Great Sound, but running hot

I finished building my Ncore amps yesterday night and my first listening impressions are very good. Tremendous clarity, but without digital edginess. Many Ncore owners reported about the amazing bass control. Actually it seemed to me that the bass was going down much deeper than with my Musical Fidelity X-150 and it was actually much more refined and yes, controlled, too. But what I enjoy most is the amount of nuances the amps give to natural instruments. There seems to be more color in the decays and more personality to the individual instruments.
The only thing that worries me is the heat these tiny little amps pick up. They get much hotter than I actually expected, although I listen at really moderate levels.

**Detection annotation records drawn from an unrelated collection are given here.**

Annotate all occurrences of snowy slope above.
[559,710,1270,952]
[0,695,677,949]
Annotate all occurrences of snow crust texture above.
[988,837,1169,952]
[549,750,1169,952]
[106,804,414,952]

I left them turned on during the day presuming that with the dedicated power supply they'd automatically turn to standby mode. Maybe that didn't happen and that's the problem? Any advice on the heat issue would be welcome.
For the rest: whoever wants to come and listen to these amps in or around Berlin, Germany, is welcome to do so
 
Sonnenwender,

Depending on how large your chassis is, heat really shouldn't be a significant problem. If you look at my build above (post#4911), you will see that I designed in vent holes on the top chassis. My entire chassis is very small about 215mm x 70mm x 228mm. The chassis only gets warm even when playing for several hours and I have the unit on 'standby' all the time except for listening. I just engage or disengage the AmpOn wire from ground to switch from 'standby' to play. I do know that the unit doesn't 'automatically' switch from standby mode. I have to manually switch it!

All the best, and Enjoy!

Anand.
 
Sonnenwender,

Depending on how large your chassis is, heat really shouldn't be a significant problem. If you look at my build above (post#4911), you will see that I designed in vent holes on the top chassis. My entire chassis is very small about 215mm x 70mm x 228mm. The chassis only gets warm even when playing for several hours and I have the unit on 'standby' all the time except for listening. I just engage or disengage the AmpOn wire from ground to switch from 'standby' to play. I do know that the unit doesn't 'automatically' switch from standby mode. I have to manually switch it!

All the best, and Enjoy!

Anand.

Dear Anand, which one exactly is the AmpOn wire? I guess I will have to incorporate a switch to disconnect the amp from power when I am away. Might also be a problem of the cases. I bought the dedicated cases from Siliconray with the engraved Ncore logo. They look very nice, but they are completely closed without venting holes. Anybody else out there who used those cases and has heat issues?